This study evaluates four bone fracture classification approaches: traditional training of ResNet50 and EfficientNetB0 and hybrid techniques using their features with SVM classification. We incorporate SMOTE for data balancing, PCA for dimensionality reduction, and threshold optimization using Precision-Recall curves to improve classification performance. These techniques address key challenges such as class imbalance and feature redundancy, resulting in significant improvements over direct training.
There are five sections in this study. The research is introduced in Section 1. Section 2 examines relevant research on current methods for fracture identification and medical imaging. The bone fracture detecting system's methodology is described in Section 3. The findings are presented in Section 4, and Section 5 provides a summary of the paper's conclusions.
Numerous related studies that have investigated deep learning and hybrid techniques for fracture classification attest to the widespread use of deep learning in medical imaging applications, including the identification of bone fractures.

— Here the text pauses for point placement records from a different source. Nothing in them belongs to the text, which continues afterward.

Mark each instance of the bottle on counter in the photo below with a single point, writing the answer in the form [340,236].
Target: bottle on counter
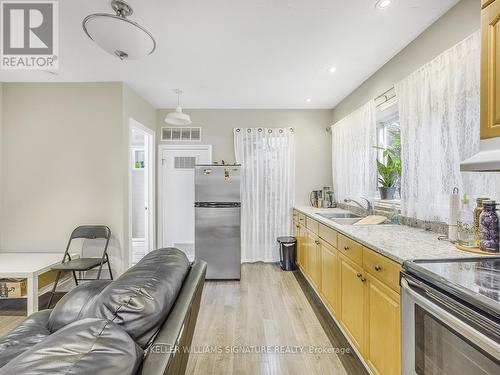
[489,228]
[465,224]
[395,215]
[477,213]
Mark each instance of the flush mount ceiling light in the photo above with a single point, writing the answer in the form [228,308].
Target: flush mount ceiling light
[383,4]
[178,118]
[118,35]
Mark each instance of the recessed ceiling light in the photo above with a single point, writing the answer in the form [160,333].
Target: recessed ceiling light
[383,4]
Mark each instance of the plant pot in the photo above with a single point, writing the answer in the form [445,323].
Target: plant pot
[387,193]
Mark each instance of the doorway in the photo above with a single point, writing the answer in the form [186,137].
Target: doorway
[176,194]
[141,191]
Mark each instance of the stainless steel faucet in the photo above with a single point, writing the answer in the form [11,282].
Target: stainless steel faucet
[368,208]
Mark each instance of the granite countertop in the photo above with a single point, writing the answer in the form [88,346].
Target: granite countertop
[397,242]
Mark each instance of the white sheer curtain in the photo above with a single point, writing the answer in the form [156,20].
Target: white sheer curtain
[267,189]
[353,155]
[439,115]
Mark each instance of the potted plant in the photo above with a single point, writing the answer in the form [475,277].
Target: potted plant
[389,171]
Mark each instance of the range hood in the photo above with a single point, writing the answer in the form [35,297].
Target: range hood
[486,160]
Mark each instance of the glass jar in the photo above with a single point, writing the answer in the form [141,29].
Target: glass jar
[477,213]
[489,227]
[465,225]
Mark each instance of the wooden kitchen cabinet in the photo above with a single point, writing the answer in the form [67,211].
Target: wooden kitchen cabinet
[302,248]
[360,288]
[314,259]
[352,301]
[382,324]
[490,69]
[296,234]
[329,276]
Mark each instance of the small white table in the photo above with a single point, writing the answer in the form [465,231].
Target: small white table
[29,266]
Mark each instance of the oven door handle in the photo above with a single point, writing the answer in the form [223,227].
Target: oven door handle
[482,341]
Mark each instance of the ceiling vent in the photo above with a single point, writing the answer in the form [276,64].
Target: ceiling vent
[181,134]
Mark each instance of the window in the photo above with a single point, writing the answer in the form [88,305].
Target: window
[389,147]
[180,134]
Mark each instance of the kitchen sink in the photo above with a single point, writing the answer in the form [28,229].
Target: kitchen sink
[344,218]
[339,215]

In 2019, Castro-Gutiérrez et al. [14] suggested a technique for identifying acetabular fractures in X-ray pictures, with an emphasis on the noisy pictures that are frequently seen in medical settings. SVM is used for classification, Local Binary Pattern (LBP) is used for feature extraction, and Contrast-Limited Adaptive Histogram Equalization (CLAHE) is used for pre-processing to improve image contrast. A trauma specialist verified the method's 80% accuracy against a gold standard using a small dataset of 15 anteroposterior X-ray pictures (10 for training and 5 for validation). While the small sample size limits generalizability, the use of CLAHE significantly improved feature extraction in low-resolution images.

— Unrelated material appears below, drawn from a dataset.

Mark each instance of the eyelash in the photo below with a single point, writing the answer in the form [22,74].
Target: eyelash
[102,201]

In 2019, Hržić et al. [15] introduced a novel local-entropy-based approach for segmenting and detecting fractures in X-ray images of pediatric radius and ulna bones. The method employs a multi-stage pipeline, starting with image alignment using Principal Component Analysis (PCA), followed by the calculation of local Shannon entropy within a sliding 2D window to denoise and remove tissue, thereby enhancing the visibility of bone contours. Bone contour extraction is refined using a graph theory-based method, and fracture detection is accomplished by using polynomial regression to compare extracted contours to an ideal healthy bone model. On a dataset of 860 X-ray images, the accuracy and precision were 91.16% and 86.22%, respectively (218 with fractures, 642 without). The approach excels at identifying minor, hard-to-detect fractures, outperforming traditional methods, such as the Canny filter (61.86% accuracy). False negatives result from its inability to detect some fracture types that do not substantially change bone shapes.

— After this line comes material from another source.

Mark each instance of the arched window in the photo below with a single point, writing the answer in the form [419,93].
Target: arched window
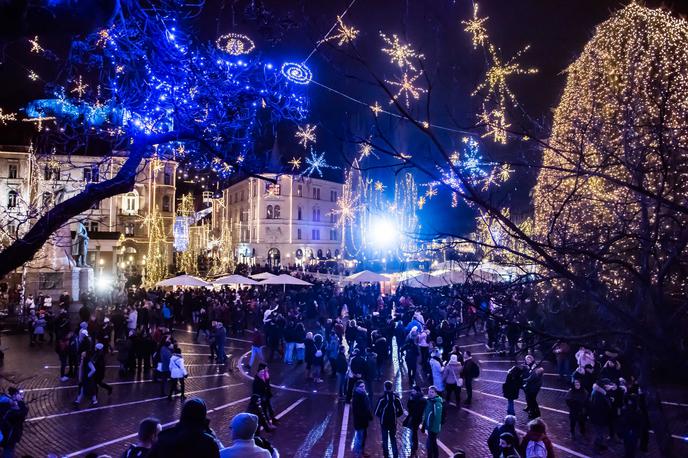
[12,199]
[130,204]
[166,204]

In 2020, Abbas et al. [16] proposed a transfer learning-based Faster R-CNN model for detecting and classifying lower leg bone fractures in X-ray images. The model uses a Region Proposal Network (RPN) to create bounding boxes around fracture locations using the VGG-16 architecture as a foundation network. These boxes are then classified into fracture or non-fracture categories. The top layer was retrained using the Inception V2 network on a dataset of 50 X-ray images (30 for training, 20 for validation) from Bahawal Victoria Hospital, achieving an overall accuracy of 94% and a mean average precision (mAP) of 60% for fracture localization. The model showed effectiveness in locating fractures using bounding boxes after 40,000 steps of training till the loss hit 0.0005. However, generalizability is limited by the small sample size, and the map indicates that detection precision could be increased.
In 2020, Yadav and Rathor [17] presented a study that suggested using X-ray pictures to detect and classify bone fractures using a deep learning technique. To extract information and categorize bones as either healthy or fractured, the technique uses a Convolutional Neural Network (CNN) with four convolutional layers, max pooling, and dense layers. To address overfitting resulting from the initial dataset's low size of 100 photographs, data augmentation techniques were employed to expand the dataset to 4000 photos. The model's classification accuracy, using 5-fold cross-validation, was 92.44%; it was over 95% and 93% accurate on 10% and 20% test splits.
In 2023, Ahmed and Hawezi [18] developed a method that focuses on the lower leg bones and uses machine learning to detect bone fractures in X-ray images. They employed pre-processing techniques including Gaussian filtering and adaptive histogram equalization to enhance image quality. The next step was to use the Gray-Level Co-occurrence Matrix (GLCM) for feature extraction and canny edge detection. When the extracted features—such as contrast, correlation, and homogeneity—were fed into numerous classifiers, such as Naive Bayes, Decision Tree, Nearest Neighbors, and Random Forest, SVM achieved the highest accuracy of 92% on a dataset of 270 X-ray images. Although the study's applicability is limited by its focus on lower leg bones and short dataset size, it emphasizes the benefits of integrating machine learning with reliable pre-processing for automated fracture detection.
In 2024, Thota et al. [19] compared Convolutional Neural Networks (CNNs) with MobileNet, a lightweight architecture designed for devices with little resources, to create a deep learning-based system for bone fracture detection utilizing X-ray images. Their methods included pre-processing, data augmentation, and training with ReLU and sigmoid activation functions on a dataset of 5,000 labeled X-ray pictures from Kaggle. They achieved an outstanding 98% accuracy with MobileNet, compared to 86% with CNNs. Through depth-wise separable convolutions, the study demonstrates MobileNet's effectiveness, which qualifies it for real-time applications. Its wider usefulness is constrained by its focus on single-bone types and difficulties with mobile deployment.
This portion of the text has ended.